A person chronically infected with HIV and receiving antiretroviral therapy has about 200 billion immune cells called CD4 T cells, of which of the order of one in a million remains infected with a latent, replication-competent form of HIV despite treatment2, 3. About 2% of the body's CD4 T cells (about 4 billion) are present in the approximately 5 litres of blood in an adult - 100 millilitres, as might be extracted in a blood sample in human studies, therefore contains roughly 80 million CD4 T cells, of which only about 80 are latent cells. Descours et al.4 identified the protein CD32a as a marker of about 50% of all latently infected CD4 T cells. By using a sorting technique to separate cells expressing the protein from other cells, they can selectively concentrate the latent population by more than 1,000-fold to between 2,000 and 16,000 in a million CD4 T cells, making many new experimental studies of this population feasible.
 
As with any breakthrough, new questions arise and new experiments become feasible. First, Descours and colleagues raise an interesting question: can CD32a be used to selectively target the rare, latently infected cells? This might be a basis for strategies aimed at eradicating the latent reservoir. One problem, however, is that CD32a is a marker for only 50% of the reservoir, whereas the eradication of latent HIV would require a much greater reduction in the number of latently infected cells in the body.
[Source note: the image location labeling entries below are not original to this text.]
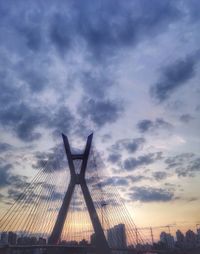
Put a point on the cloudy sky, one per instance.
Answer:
(127, 71)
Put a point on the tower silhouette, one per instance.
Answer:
(79, 179)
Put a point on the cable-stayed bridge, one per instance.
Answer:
(68, 208)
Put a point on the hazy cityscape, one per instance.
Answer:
(99, 126)
(116, 238)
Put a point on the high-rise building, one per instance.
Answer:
(180, 239)
(167, 239)
(117, 236)
(180, 236)
(12, 238)
(191, 239)
(4, 237)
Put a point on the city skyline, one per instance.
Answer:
(127, 71)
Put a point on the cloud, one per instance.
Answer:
(23, 120)
(160, 175)
(151, 194)
(5, 174)
(184, 165)
(114, 158)
(100, 112)
(96, 83)
(9, 179)
(186, 118)
(115, 181)
(173, 77)
(4, 147)
(130, 145)
(143, 160)
(122, 24)
(147, 125)
(54, 160)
Moreover, targeting CD32a would also make the antigen-presenting cells that normally express CD32a vulnerable to destruction, which might well cause unwanted or harmful side effects.
 
Second, the authors studied CD4 lymphocytes from the blood, but these circulating cells account for 2%, at most, of the CD4 T cells in the body2. It remains to be seen whether CD32a is as good a marker for latently infected cells in the lymph nodes, bone marrow, gut and other tissues. Perhaps more markers could be identified from the 103 differentially expressed genes found in the researchers' screen - analysis of these proteins in combination with CD32a might increase the total proportion of identifiable latent cells. Third, does the presence of CD32a vary between latently infected CD4 T-cell subsets? CD4 T cells differentiate into a complex variety of specialized subsets, some of which may not express CD32a when latently infected. It would also be interesting to characterize the mechanism by which latent HIV - thought not to be transcribed - can increase transcription of FCGR2A and other differentially expressed genes. Such an insight might help to reveal how HIV latency is maintained or reversed. Another question that merits careful investigation is whether CD32a is ever expressed on lymphocytes other than those latently infected with HIV.
 
Finally, the antibody used by the authors does not react with the CD32a protein found in rhesus macaques, which are used as a model of latency with simian immunodeficiency virus. An alternative antibody must therefore be produced if this finding is to be exploited for studies in monkeys.
 
A good understanding of HIV latency and interventions to manage it would provide remarkable benefits, but the field has so far progressed too slowly to capitalize on this. This potentially seminal study promises to facilitate the study of HIV latency and accelerate the generation of insights and therapeutic approaches.